With smaller populations, it's really making medicine complicated these days. I'm old enough to remember when lung cancer was small cell or non–small cell, and everybody got treated the same way. Now it's these subdivisions and subdivisions and subdivisions, and it really kind of drives you into what your first-line therapy is, and then sometimes even second-, third-, and fourth-line therapies. I think that's making it a lot harder sometimes to make sure you have all of the information you need to make the right decision. Hopefully, AI [artificial intelligence] and some of the other things will step in and say, “Hey, this patient has this profile and these characteristics; this is the best drug for that patient.” I think we're a way away from that. I don't think we're as far away as people think we are, but we're not quite there yet.
AJMC: What systemic changes are needed to ensure rural and underserved populations have equal access to guideline-concordant cancer care and advanced therapies?

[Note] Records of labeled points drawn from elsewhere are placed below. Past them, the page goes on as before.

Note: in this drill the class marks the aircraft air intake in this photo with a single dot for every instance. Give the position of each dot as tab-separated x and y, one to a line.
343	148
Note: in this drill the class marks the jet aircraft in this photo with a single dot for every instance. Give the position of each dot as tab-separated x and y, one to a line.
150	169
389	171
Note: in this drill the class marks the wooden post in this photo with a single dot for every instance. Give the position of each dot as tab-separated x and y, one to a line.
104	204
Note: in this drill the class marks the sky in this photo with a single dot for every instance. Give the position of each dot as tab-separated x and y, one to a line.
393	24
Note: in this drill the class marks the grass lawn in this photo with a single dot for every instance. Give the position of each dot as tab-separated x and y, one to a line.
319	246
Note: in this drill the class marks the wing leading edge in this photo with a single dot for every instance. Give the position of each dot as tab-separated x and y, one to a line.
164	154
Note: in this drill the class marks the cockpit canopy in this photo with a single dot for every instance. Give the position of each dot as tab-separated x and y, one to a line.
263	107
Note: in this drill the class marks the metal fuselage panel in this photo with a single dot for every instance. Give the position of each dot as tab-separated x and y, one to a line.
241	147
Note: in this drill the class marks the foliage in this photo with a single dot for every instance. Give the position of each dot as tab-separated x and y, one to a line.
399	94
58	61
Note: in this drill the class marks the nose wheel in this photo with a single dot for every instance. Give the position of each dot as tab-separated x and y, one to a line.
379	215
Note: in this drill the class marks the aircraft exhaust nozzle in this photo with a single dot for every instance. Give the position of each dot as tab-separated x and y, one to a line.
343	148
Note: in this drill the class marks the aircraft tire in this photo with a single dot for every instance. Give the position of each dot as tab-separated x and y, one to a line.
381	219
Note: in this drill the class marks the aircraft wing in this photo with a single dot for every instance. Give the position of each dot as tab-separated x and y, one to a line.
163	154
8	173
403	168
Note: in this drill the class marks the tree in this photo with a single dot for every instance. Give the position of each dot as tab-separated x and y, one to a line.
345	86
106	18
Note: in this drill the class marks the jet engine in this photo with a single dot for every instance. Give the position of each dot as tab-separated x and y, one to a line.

Soefje: This is a tough question, because I think there are 2 components to it. The first question is, are there certain therapies that maybe shouldn't be in rural communities and maybe should only be in larger academic centers because of the complexity of the therapy, how it's delivered, the toxicity, the management, and all of those kinds of things? And I think we have to be careful not to race everything out into the community and out into the rural practice, because it might not be appropriate. My example is you don't go get your pancreatic surgery at your local hospital. You go get your pancreatic surgery at the place where there's a certified pancreatic surgeon, because it's a complicated, complex process. Are there some of these advanced therapies that need to be the same way? Maybe it's more cost-effective to have the patient go to the Centers of Excellence for some of these advanced therapies. That being said, I also believe there are some of these—particularly like the bispecifics and some of these other things that we are now understanding how to use and have gotten a little further along and understand what happens—that can be pushed down into the community practice and made available where that patient is.
I think the other question becomes how rural community and academic hospitals partner together to develop relationships that say, “Hey, send us this patient for this part of the procedure, and then we'll send them back to you for administration.” There's always this fear from the community that you send them to the academic center, and the academic center is going to steal them and not send them back. But academic practices need community practices, because we need the patient populations to do the clinical research. If we develop this partnership and we have this trust going both ways, then when the community practice runs out of the therapies they're comfortable giving, they can say, “I'm going to refer you to someone I know who has access to the trials I don't have access to.” The last part is, how do we take some of the simpler trials and get them out into the community? It's not just the standard of care practice we need to be looking at. It's what can we move out in the community that is research-based and really begin to broaden the type of patients and the population that gets enrolled in these trials? I think it's a lot of complicated, complex processes, but we're looking forward to how we can partner with communities. We're talking about how we can ensure that they can start therapy in their community practice and how we help them do that and get started. We have some community practices in our system, and it's like we don't have the capacity to treat everybody that they want to send to us.